Perryman v. StateAnnotate this Case
244 Ga. 720 (1979)
261 S.E.2d 588
PERRYMAN v. THE STATE.
Supreme Court of Georgia.
Submitted September 14, 1979.
Decided October 23, 1979.
Rehearing Denied November 21, 1979.
Vernon S. Pitts, Jr., John Thomas Chason, for appellant.
Lewis R. Slaton, District Attorney, Joseph J. Drolet, Assistant District Attorney, Arthur K. Bolton, Attorney General, Mary Beth Westmoreland, Staff Assistant Attorney General, for appellee.
The appellant was convicted of murdering Dorothy Moore. He was sentenced to life imprisonment. This is his appeal.

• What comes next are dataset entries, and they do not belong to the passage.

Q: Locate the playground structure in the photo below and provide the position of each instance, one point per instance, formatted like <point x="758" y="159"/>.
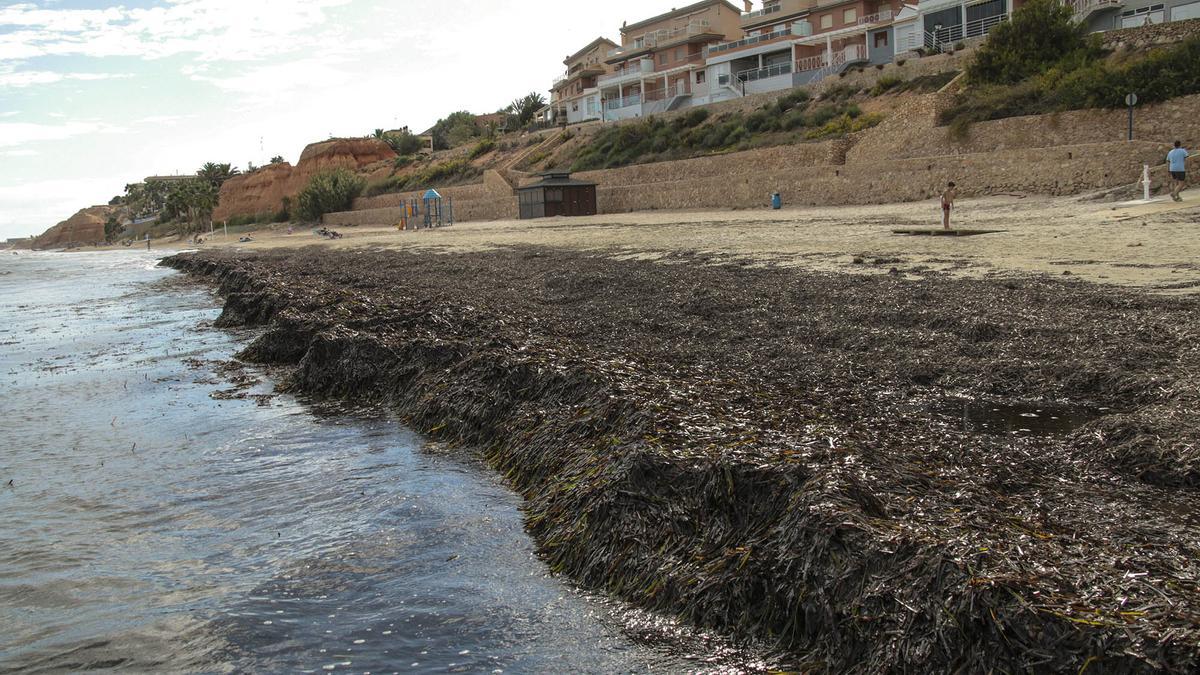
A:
<point x="431" y="210"/>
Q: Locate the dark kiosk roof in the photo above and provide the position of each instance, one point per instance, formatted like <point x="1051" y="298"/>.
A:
<point x="557" y="179"/>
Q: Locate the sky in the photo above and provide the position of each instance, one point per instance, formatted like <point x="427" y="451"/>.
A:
<point x="95" y="95"/>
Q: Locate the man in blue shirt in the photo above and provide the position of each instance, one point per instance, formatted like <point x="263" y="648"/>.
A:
<point x="1177" y="159"/>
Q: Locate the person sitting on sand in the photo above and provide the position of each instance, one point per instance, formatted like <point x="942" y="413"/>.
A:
<point x="948" y="197"/>
<point x="1177" y="159"/>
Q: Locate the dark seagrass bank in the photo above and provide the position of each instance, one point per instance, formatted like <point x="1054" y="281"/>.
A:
<point x="780" y="454"/>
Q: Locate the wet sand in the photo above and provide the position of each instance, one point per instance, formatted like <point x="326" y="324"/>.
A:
<point x="1152" y="246"/>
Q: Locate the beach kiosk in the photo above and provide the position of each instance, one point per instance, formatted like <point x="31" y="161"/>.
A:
<point x="557" y="195"/>
<point x="431" y="210"/>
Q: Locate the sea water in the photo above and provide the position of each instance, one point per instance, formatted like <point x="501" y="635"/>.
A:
<point x="168" y="513"/>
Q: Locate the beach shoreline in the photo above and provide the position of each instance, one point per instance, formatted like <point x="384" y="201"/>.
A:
<point x="1145" y="245"/>
<point x="777" y="453"/>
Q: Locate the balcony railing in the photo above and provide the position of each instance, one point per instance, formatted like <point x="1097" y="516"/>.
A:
<point x="877" y="17"/>
<point x="755" y="75"/>
<point x="617" y="103"/>
<point x="665" y="36"/>
<point x="1084" y="9"/>
<point x="949" y="35"/>
<point x="763" y="12"/>
<point x="747" y="41"/>
<point x="850" y="54"/>
<point x="640" y="69"/>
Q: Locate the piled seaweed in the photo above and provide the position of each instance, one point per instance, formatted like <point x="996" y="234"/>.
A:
<point x="738" y="446"/>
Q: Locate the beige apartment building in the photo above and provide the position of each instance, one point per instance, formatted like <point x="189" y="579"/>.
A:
<point x="575" y="96"/>
<point x="660" y="64"/>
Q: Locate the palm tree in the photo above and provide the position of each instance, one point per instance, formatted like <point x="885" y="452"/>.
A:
<point x="216" y="174"/>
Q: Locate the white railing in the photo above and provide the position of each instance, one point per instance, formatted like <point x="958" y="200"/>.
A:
<point x="617" y="103"/>
<point x="811" y="63"/>
<point x="851" y="54"/>
<point x="877" y="17"/>
<point x="664" y="36"/>
<point x="639" y="69"/>
<point x="1084" y="9"/>
<point x="975" y="28"/>
<point x="763" y="12"/>
<point x="755" y="75"/>
<point x="748" y="41"/>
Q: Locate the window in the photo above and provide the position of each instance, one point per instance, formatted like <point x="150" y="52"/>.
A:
<point x="1144" y="16"/>
<point x="1191" y="11"/>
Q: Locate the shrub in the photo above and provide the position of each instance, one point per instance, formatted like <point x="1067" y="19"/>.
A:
<point x="445" y="173"/>
<point x="403" y="143"/>
<point x="1041" y="34"/>
<point x="1080" y="81"/>
<point x="483" y="148"/>
<point x="886" y="84"/>
<point x="329" y="191"/>
<point x="843" y="125"/>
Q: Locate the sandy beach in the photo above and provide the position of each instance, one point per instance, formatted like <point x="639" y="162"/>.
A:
<point x="1152" y="246"/>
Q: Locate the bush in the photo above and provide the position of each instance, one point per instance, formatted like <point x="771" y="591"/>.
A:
<point x="329" y="191"/>
<point x="403" y="143"/>
<point x="843" y="125"/>
<point x="886" y="84"/>
<point x="1079" y="81"/>
<point x="445" y="173"/>
<point x="483" y="148"/>
<point x="1041" y="34"/>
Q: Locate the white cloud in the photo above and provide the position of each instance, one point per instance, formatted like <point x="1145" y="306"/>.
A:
<point x="29" y="78"/>
<point x="219" y="30"/>
<point x="19" y="133"/>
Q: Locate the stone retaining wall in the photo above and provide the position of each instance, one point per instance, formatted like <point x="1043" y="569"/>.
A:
<point x="1060" y="171"/>
<point x="912" y="132"/>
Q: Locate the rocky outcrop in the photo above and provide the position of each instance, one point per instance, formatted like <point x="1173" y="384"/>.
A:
<point x="85" y="227"/>
<point x="263" y="191"/>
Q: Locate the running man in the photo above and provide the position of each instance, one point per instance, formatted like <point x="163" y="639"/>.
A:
<point x="1177" y="161"/>
<point x="948" y="197"/>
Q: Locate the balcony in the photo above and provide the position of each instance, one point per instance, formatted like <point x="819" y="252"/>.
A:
<point x="759" y="13"/>
<point x="777" y="11"/>
<point x="755" y="75"/>
<point x="1085" y="9"/>
<point x="659" y="39"/>
<point x="748" y="41"/>
<point x="627" y="102"/>
<point x="631" y="72"/>
<point x="949" y="35"/>
<point x="876" y="18"/>
<point x="851" y="54"/>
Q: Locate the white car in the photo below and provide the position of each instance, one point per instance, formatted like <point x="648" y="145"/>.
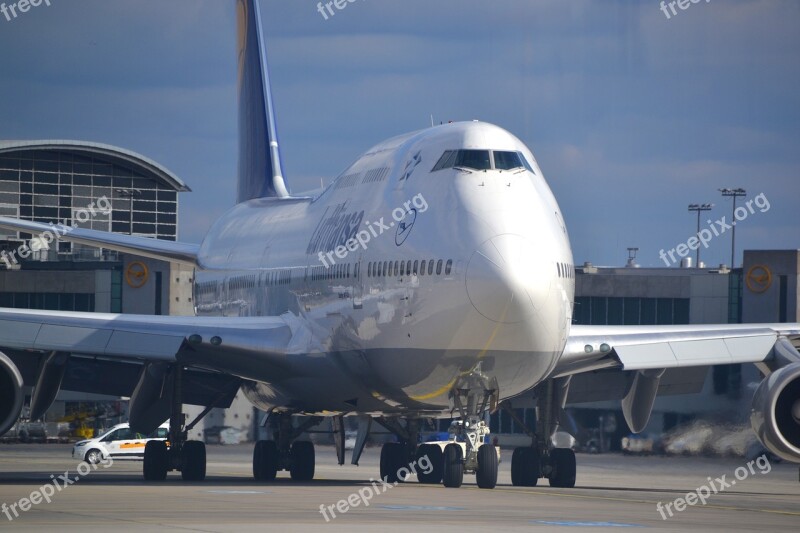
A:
<point x="119" y="442"/>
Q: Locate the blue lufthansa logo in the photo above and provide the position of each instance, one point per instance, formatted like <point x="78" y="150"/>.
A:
<point x="404" y="226"/>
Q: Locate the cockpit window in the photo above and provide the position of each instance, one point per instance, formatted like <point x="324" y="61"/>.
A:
<point x="477" y="159"/>
<point x="507" y="160"/>
<point x="474" y="159"/>
<point x="481" y="160"/>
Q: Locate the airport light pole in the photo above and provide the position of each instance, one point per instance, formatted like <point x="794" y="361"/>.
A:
<point x="130" y="194"/>
<point x="699" y="208"/>
<point x="734" y="193"/>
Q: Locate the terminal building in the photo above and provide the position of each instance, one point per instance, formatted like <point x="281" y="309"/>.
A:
<point x="71" y="184"/>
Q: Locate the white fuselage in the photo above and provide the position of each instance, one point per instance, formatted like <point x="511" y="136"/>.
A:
<point x="384" y="335"/>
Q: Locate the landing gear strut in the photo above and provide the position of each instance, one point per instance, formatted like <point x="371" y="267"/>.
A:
<point x="471" y="395"/>
<point x="539" y="460"/>
<point x="188" y="456"/>
<point x="285" y="452"/>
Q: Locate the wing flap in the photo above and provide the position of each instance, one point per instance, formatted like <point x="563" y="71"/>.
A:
<point x="176" y="252"/>
<point x="700" y="352"/>
<point x="146" y="337"/>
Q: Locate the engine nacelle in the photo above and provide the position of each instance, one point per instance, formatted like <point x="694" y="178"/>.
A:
<point x="775" y="415"/>
<point x="11" y="396"/>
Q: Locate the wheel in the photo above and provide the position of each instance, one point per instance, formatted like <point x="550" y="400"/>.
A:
<point x="156" y="461"/>
<point x="564" y="468"/>
<point x="392" y="462"/>
<point x="193" y="461"/>
<point x="430" y="454"/>
<point x="302" y="461"/>
<point x="93" y="457"/>
<point x="265" y="460"/>
<point x="525" y="467"/>
<point x="453" y="471"/>
<point x="486" y="476"/>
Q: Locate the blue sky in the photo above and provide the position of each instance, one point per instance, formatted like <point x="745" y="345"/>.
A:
<point x="632" y="116"/>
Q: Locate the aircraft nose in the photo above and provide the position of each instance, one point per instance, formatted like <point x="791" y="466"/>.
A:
<point x="507" y="279"/>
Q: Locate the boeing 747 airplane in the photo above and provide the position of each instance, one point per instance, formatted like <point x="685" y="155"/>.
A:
<point x="433" y="278"/>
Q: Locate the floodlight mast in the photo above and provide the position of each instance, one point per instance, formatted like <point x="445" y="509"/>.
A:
<point x="699" y="208"/>
<point x="734" y="193"/>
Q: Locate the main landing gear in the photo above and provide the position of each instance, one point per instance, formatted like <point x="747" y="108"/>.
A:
<point x="540" y="459"/>
<point x="286" y="453"/>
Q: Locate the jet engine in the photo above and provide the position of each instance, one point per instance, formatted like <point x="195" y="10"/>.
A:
<point x="11" y="396"/>
<point x="775" y="414"/>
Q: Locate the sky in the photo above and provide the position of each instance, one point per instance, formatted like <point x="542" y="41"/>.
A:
<point x="631" y="114"/>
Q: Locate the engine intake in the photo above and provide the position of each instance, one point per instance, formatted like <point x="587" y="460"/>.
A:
<point x="11" y="396"/>
<point x="775" y="414"/>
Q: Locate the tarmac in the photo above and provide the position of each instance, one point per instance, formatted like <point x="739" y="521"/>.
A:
<point x="612" y="492"/>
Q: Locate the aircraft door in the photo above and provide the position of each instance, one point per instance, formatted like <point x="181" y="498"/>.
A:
<point x="358" y="285"/>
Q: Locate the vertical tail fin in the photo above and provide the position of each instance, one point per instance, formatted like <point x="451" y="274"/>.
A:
<point x="260" y="169"/>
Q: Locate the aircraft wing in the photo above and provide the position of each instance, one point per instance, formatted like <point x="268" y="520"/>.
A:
<point x="636" y="363"/>
<point x="130" y="355"/>
<point x="653" y="347"/>
<point x="176" y="252"/>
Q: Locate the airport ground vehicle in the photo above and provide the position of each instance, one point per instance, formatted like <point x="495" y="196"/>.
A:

The state's main witness was the victim's nine-year-old daughter, Chelsa Moore. Chelsa testified that, while she was in another room in the house, she had heard her mother and the appellant arguing. The appellant told her mother that if she set one foot on the steps, he would shoot her. They then called Chelsa to go downstairs to get them cigarettes. After she had gotten the cigarettes, she saw the appellant shoot her mother as she was about to set foot on to the top step.

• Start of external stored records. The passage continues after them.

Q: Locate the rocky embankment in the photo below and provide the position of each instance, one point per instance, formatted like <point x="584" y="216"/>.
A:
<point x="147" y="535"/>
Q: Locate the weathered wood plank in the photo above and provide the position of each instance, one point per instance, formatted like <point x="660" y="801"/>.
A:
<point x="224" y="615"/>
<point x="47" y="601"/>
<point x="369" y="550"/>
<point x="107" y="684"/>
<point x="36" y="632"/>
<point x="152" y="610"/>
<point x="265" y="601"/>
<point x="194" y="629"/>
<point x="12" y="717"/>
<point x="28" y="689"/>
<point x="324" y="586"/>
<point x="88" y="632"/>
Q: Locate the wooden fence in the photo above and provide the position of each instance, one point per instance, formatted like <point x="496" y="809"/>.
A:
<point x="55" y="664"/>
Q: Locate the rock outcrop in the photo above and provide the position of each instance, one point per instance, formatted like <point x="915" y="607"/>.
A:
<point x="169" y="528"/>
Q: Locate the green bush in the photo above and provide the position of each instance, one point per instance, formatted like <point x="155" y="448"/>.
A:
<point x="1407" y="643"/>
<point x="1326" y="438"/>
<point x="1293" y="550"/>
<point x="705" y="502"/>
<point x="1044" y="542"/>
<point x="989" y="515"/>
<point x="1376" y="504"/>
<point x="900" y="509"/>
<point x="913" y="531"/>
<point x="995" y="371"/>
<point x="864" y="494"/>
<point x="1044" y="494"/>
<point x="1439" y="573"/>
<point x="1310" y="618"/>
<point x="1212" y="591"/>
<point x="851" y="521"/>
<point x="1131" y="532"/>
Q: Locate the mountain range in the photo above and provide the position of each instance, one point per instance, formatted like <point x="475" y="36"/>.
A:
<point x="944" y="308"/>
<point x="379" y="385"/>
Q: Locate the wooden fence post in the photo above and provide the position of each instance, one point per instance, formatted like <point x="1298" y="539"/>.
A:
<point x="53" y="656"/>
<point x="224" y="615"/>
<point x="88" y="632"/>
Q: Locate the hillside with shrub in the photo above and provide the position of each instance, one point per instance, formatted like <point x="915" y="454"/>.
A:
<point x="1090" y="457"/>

The appellant then came down the stairs. He said that he did not mean to do it and that the victim would be all right. He kissed her on the forehead and went for an ambulance, although he did not return.
At trial, the appellant, in contradiction to the testimony of Chelsa Moore, testified that he shot the victim as he was trying to put his leg brace in a closet. He testified that he slipped and that the gun went off accidentally.

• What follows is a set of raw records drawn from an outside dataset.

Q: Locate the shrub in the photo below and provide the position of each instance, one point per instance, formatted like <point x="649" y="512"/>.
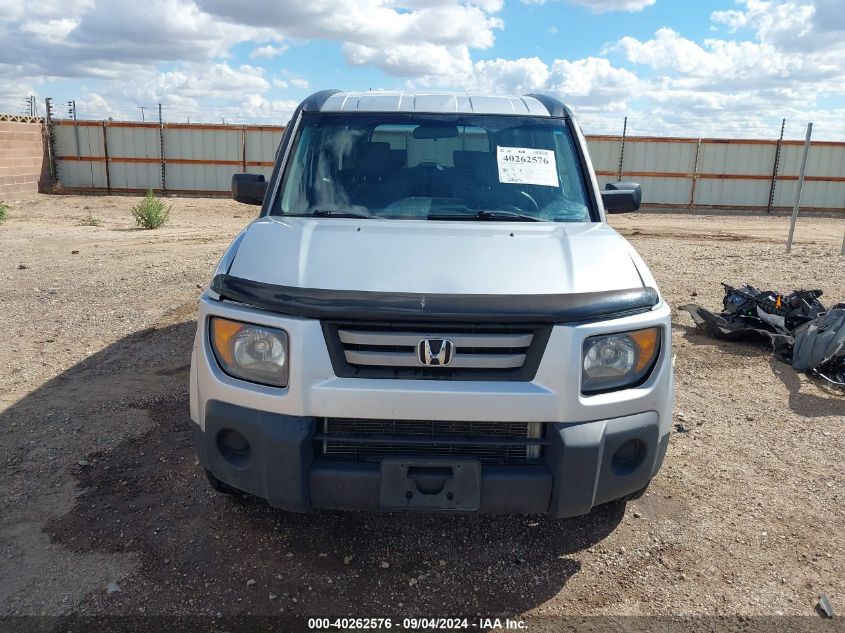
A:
<point x="151" y="212"/>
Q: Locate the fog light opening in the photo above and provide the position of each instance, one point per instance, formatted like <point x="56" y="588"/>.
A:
<point x="628" y="457"/>
<point x="234" y="447"/>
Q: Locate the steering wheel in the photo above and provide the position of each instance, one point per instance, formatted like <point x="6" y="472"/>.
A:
<point x="516" y="199"/>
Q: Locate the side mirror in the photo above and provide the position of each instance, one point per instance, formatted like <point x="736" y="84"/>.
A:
<point x="248" y="188"/>
<point x="621" y="197"/>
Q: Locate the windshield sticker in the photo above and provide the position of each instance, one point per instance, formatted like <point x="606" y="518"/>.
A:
<point x="527" y="166"/>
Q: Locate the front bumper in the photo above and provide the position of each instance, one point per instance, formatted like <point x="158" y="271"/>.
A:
<point x="576" y="473"/>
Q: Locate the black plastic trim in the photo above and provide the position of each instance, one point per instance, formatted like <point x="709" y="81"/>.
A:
<point x="322" y="303"/>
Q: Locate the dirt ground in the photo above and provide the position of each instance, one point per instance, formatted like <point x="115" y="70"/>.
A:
<point x="105" y="511"/>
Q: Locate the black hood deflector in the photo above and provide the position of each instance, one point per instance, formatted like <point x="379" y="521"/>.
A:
<point x="402" y="306"/>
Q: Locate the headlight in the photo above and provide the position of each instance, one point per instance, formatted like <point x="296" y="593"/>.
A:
<point x="250" y="352"/>
<point x="616" y="361"/>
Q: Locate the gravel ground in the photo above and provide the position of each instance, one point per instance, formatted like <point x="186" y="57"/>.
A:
<point x="105" y="510"/>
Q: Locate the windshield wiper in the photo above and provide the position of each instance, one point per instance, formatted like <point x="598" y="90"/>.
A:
<point x="488" y="215"/>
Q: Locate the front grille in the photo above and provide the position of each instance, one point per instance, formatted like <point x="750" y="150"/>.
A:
<point x="352" y="439"/>
<point x="476" y="352"/>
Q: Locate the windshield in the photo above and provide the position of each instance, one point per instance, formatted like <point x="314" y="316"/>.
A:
<point x="417" y="166"/>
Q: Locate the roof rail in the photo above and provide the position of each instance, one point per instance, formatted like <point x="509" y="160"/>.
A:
<point x="555" y="106"/>
<point x="314" y="102"/>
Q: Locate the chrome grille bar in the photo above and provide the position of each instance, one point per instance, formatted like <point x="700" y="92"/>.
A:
<point x="411" y="339"/>
<point x="460" y="361"/>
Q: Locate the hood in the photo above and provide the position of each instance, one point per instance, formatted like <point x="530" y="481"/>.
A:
<point x="422" y="256"/>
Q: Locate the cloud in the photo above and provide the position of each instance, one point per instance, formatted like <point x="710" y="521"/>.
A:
<point x="412" y="60"/>
<point x="605" y="6"/>
<point x="267" y="52"/>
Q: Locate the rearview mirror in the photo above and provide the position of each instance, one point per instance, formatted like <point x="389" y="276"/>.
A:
<point x="435" y="131"/>
<point x="621" y="197"/>
<point x="248" y="188"/>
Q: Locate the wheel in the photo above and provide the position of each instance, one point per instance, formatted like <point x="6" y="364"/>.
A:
<point x="222" y="487"/>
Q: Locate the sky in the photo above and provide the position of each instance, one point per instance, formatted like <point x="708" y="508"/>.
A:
<point x="725" y="68"/>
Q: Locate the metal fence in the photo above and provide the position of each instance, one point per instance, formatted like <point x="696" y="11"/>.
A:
<point x="199" y="159"/>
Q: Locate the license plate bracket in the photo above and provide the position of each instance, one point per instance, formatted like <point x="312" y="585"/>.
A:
<point x="434" y="484"/>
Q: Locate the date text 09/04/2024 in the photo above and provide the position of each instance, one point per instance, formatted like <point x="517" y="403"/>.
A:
<point x="415" y="623"/>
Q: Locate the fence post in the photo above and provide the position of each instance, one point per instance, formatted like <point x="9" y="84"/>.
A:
<point x="243" y="148"/>
<point x="622" y="150"/>
<point x="694" y="175"/>
<point x="161" y="150"/>
<point x="106" y="155"/>
<point x="800" y="186"/>
<point x="775" y="168"/>
<point x="51" y="150"/>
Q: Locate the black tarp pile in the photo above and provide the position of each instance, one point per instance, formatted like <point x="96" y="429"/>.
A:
<point x="803" y="332"/>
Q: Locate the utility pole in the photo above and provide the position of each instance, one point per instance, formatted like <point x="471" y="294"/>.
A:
<point x="622" y="150"/>
<point x="72" y="112"/>
<point x="51" y="153"/>
<point x="798" y="189"/>
<point x="161" y="149"/>
<point x="775" y="168"/>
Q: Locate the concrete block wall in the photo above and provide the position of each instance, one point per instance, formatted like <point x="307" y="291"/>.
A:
<point x="24" y="167"/>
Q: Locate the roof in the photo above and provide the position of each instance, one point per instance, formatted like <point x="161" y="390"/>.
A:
<point x="438" y="102"/>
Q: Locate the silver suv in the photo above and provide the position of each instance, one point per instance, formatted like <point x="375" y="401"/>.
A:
<point x="431" y="313"/>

1. We find that a reasonable jury was authorized in believing the testimony of Chelsa Moore, rather than the appellant's testimony, and in convicting the appellant of murder. See Jackson v. Virginia, ___ U. S. ___ (99 SC 2781, 61 LE2d 560) (1979). The jury was clearly authorized in finding that the appellant's shooting of the deceased caused her death. See James v. State, 67 Ga. App. 300 (3) (20 SE2d 87) (1942). The trial judge was authorized in ruling that Chelsa Moore was qualified as a witness. See Code § 38-1607; Thurmond v. State, 220 Ga. 277 (3) (138 SE2d 372) (1964). This disposes of the appellant's first, third, and fourth enumerations of error.
2. In the second enumeration of error, the appellant argues that the trial judge erred in overruling his motion for mistrial, brought on the ground that the district attorney was engaging in a line of questioning a witness in such a manner as to penalize the appellant's post-trial silence in violation of Doyle v. Ohio, 426 U.S. 610 (96 SC *721 2240, 49 LE2d 91) (1976).
Our review of the transcript reveals that the complained-of testimony was elicited as much by defense counsel as by the district attorney. Therefore, if there was any error in admitting this testimony, it was induced error, which cannot be complained of on appeal. See Threlkeld v. State, 128 Ga. 660 (58 SE 49) (1907) and cits.
Judgment affirmed. All the Justices concur, except Hill, J., who concurs in the judgment only.